Friday, June 23, 2006

An Inconvenient Movie

The plan is to see Al Gore's movie this weekend with some friends and in preperation I found a TCS article written a month ago entitled "Questions for Al Gore." Climatologist Roy Spencer hits on a lot of good points, notably reminding us there is not a total consensus that global warming is an unnatural phenomenon. It sounds like this film is a "documentary" in the same way Star Wars: The Phantom Menace was "good." The only people that buy the label are already too invested in it to consider otherwise.

3 comments:

Anonymous said...

First there was doubt if global warming existed. It's been proven that it does, so instead they are asking if it is natural. So the question is, what would it take to convince you that it is not a natural phenomenon or at least partially artificially induced?
Jason

Tim said...

I don't doubt there's a human component - you can't be a part of a system without affecting it.

I just read a lovely article in Scientific America - the editor was formerly a believer in the "Skeptical Environmentalist" line of that Scandinavian guy (it's late and I'm too lazy to go check his name :-P ). On seeing actual photographs of glacial recession he decided it's beyond time for skepticism, and that action is necessary.

Great line, but didn't he notice, not too long ago, the whole north American continent was pretty well buried under ice down to Wisconsin?

I understand it's a frightening issue - actually, I don't. I don't understand it at all. I'm in Siberia, and just lived through the coldest damn winter of my life. At the moment, a bit of global warming sounds nice.

But joking aside, I'm not sure it really matters very much. Climate change is climate change, and the world has been hell-hot and icy-cold both, and more times than we can count. Life goes on, and we couldn't stop that if we wanted to, nuclear arsenals unleashed.

Anonymous said...

"I'm not sure it really matters very much. Climate change is climate change, and the world has been hell-hot and icy-cold both, and more times than we can count."

People die too. So should murder matter. I mean they're going to die eventually so should it matter if it happens now or later? How about artificial life support? Should we keep people alive when they should be dead?

The flaw in your arguement is that there is a difference between a natural change and an artificial one. As humans it has become our nature to do unnatural things. I don't mean that in a bad way either. Walking on the moon is unnatural. So are blogs. But so are causing mass extinctions without a meteor strike.

Since our own survival is at stake, we have to try to at least control our impact on the planet before it bites us in the ass.

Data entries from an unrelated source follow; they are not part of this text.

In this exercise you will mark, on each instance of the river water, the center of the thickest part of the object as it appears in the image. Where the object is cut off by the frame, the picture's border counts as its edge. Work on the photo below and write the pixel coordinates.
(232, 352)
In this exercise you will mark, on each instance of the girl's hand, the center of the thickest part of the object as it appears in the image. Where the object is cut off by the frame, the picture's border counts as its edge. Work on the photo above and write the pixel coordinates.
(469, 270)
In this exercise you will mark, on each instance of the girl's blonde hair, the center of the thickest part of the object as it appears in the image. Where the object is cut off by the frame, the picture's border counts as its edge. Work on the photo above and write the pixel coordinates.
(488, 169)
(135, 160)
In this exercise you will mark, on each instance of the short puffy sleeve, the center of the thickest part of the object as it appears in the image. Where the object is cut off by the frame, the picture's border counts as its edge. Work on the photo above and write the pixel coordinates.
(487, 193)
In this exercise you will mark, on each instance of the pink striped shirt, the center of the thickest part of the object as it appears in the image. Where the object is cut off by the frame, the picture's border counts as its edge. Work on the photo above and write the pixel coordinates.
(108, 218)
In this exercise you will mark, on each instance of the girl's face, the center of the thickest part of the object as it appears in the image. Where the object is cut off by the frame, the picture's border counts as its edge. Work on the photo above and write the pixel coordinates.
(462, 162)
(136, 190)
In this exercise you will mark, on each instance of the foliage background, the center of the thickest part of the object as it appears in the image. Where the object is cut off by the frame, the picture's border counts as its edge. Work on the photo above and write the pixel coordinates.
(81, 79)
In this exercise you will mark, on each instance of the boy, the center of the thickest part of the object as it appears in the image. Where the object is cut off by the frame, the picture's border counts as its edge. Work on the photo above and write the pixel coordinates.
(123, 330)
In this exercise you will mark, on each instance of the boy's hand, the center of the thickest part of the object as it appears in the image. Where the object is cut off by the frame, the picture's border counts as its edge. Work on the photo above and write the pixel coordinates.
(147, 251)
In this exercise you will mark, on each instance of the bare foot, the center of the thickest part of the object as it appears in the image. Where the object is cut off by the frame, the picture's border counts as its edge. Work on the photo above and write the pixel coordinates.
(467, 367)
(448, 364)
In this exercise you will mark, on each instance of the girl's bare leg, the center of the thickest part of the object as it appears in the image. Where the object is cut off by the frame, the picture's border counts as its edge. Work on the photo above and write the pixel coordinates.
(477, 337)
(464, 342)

Oh David, I found an article about the movie. It looks like your inconvient truth is that Gore's science is accurate.
http://www.technewsworld.com/story/51387.html
There may not be a total consensus on the science, but that doesn't mean it's not true. It's pretty hard to have a total consensus on anything. If that was the basis of your defination of a documentary, then there can never be any documentaries period.